Mr Flandro said that the structural change has been the significant alternative capital that is seeking to get in on the business of financing risk — specifically the reinsurance business.

He said: “New capital coming into the market is $30 billion to $50 billion. There is a difference this time, compared with previous influxes of capital.

“After Hurricane Andrew, after September 11, after Hurricane Katrina, after Hurricane Ike — those capital influxes were demand driven. The sector needed the capital and capital providers came to the table.

“This time the capital influx is supply driven. Investors are looking for uncorrelated or lowly correlated yield on their investments and they’ve decided reinsurance is the place to come in. We are awash with capital and we have to find out how to manage it.

“There are opportunities in this environment, but let’s not mince words. Six of the last seven reinsurance renewals have been down, and markedly down. This has been a continuing theme and it looks set to continue as this capital comes in. This is not an easy environment particularly when we have 60-year-low interest rates.

“Return on equity — which our investors look at — has been good. 2013 was a very low cat year. Share prices have gone up. But return on risk has been going down.”

Mr Klein said the industry was absorbed with worry about supply side issues such as optimising balance sheets.

“What I don’t hear so much,” he said, “is the other side of the equation. How do we find new business? How do we find opportunities to write new business that doesn’t exist right now?

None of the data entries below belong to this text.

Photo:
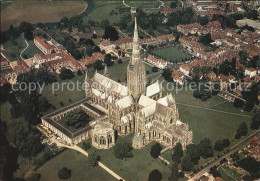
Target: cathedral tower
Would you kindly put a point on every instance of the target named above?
(136, 80)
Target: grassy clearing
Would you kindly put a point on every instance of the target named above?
(172, 54)
(31, 50)
(224, 175)
(39, 11)
(102, 11)
(13, 48)
(136, 168)
(78, 163)
(143, 4)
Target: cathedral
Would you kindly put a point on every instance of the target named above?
(137, 107)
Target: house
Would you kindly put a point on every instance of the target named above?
(158, 62)
(178, 77)
(42, 44)
(94, 57)
(185, 69)
(251, 72)
(106, 45)
(4, 63)
(133, 10)
(212, 75)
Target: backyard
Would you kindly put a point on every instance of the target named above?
(77, 163)
(137, 167)
(172, 54)
(39, 11)
(13, 47)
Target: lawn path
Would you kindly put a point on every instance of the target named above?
(79, 149)
(217, 104)
(229, 174)
(213, 110)
(27, 45)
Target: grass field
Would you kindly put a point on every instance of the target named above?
(102, 10)
(31, 50)
(13, 48)
(172, 54)
(39, 11)
(143, 4)
(137, 167)
(79, 165)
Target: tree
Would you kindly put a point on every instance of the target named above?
(7, 153)
(26, 138)
(238, 103)
(64, 173)
(66, 73)
(255, 121)
(242, 130)
(194, 152)
(120, 61)
(177, 153)
(111, 33)
(86, 146)
(250, 164)
(155, 175)
(156, 150)
(174, 172)
(154, 69)
(108, 61)
(98, 65)
(186, 163)
(123, 150)
(225, 143)
(214, 172)
(96, 49)
(104, 23)
(218, 146)
(32, 176)
(203, 20)
(93, 159)
(206, 39)
(206, 148)
(76, 118)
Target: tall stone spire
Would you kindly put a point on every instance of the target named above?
(136, 77)
(136, 47)
(106, 71)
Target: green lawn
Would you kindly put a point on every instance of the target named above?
(224, 175)
(14, 47)
(136, 168)
(72, 128)
(143, 4)
(102, 11)
(172, 54)
(79, 165)
(31, 50)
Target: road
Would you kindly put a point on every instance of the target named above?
(240, 145)
(27, 45)
(209, 109)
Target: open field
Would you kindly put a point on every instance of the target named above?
(77, 163)
(31, 50)
(102, 10)
(40, 11)
(137, 167)
(171, 54)
(144, 4)
(13, 48)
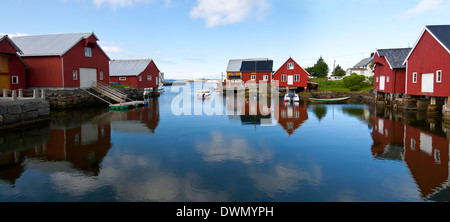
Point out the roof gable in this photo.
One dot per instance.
(257, 66)
(395, 57)
(128, 67)
(439, 32)
(234, 65)
(49, 45)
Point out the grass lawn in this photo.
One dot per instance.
(335, 86)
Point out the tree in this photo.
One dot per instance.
(320, 69)
(338, 71)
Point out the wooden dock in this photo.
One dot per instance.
(128, 105)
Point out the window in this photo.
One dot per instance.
(15, 79)
(439, 76)
(290, 65)
(87, 52)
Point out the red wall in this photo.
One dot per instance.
(44, 71)
(428, 57)
(75, 59)
(151, 69)
(247, 76)
(283, 70)
(396, 82)
(17, 68)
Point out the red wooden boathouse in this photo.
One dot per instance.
(71, 60)
(139, 73)
(12, 66)
(428, 63)
(291, 75)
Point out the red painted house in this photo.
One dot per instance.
(259, 71)
(140, 73)
(64, 60)
(389, 71)
(291, 74)
(12, 66)
(428, 63)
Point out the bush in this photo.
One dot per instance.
(354, 82)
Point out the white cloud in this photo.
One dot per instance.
(119, 3)
(224, 12)
(423, 7)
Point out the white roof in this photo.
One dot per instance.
(128, 67)
(234, 65)
(49, 45)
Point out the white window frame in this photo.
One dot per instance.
(290, 65)
(439, 76)
(15, 79)
(87, 52)
(75, 74)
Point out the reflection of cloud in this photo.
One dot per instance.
(137, 178)
(284, 178)
(230, 147)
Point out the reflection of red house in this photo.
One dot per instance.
(64, 60)
(84, 146)
(139, 73)
(291, 116)
(427, 156)
(12, 66)
(387, 135)
(291, 74)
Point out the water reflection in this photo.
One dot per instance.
(421, 143)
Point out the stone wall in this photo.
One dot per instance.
(23, 112)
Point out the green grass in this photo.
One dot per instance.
(335, 86)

“There was $1.7 trillion of uninsured natural cat losses over the last 40 years or so. There is some demand that can be occupied. Much of that is frequently absorbed by governments — many of which are fiscally constrained.

“Our business is just as much about transferring risk and providing protection, as it is about capital optimisation.”

Mr Schaper explored the pressure on the returns of reinsurers, with pricing down across the board. He said: “The market is in a changing stream. In the past few cycles we have seen rates ebb and flow.

“In the broader landscape, when you look at results of actual insurers and reinsurers, those with broader diversified portfolios may have more difficulty creating the proper return environment than those more focused on one line of business.

“A lot of companies are producing combined ratios pretty close to 100 percent. If you don’t have cat, it doesn’t mean you won’t have a loss year. You can have companies with combined ratios approaching, or over, 100 percent although it has not been a bad year. It’s not specifically driven by whether you have cat exposure or not.”

Mr Hulst said that the increase in capacity has driven rates down 15 to 20 percent. Demand has been relatively flat and maybe slightly up in some cases. Florida pricing is down and the model margins are lower than last year. But in absolute terms, the business remains contingent on loss activity.

He pointed out: “In the lines of business in which many of us participate, whether an event happens or not really dominates the result for the year. So we can go along for a period of time with relatively good reported results, even when our modelled expected margins continue to decline.”

He noted: “Everyone on the Island is fundamentally de-risking their business, in some way, shape or form, either through front-end affiliation with funds management or back-end hedging of the risk. To a degree, it’s larger than historically — more than what would have been done when gross margins would have been stronger.

“Staying close to customers is a piece of the puzzle; maintaining that franchise is really critical; managing expenses is critical; and fundamentally maintaining risk selection discipline, because the dominant driver of performance over the long run in our business is risk selection.

“And the better risk selectors, regardless of the capital they are managing, are going to attract the cream all the time.”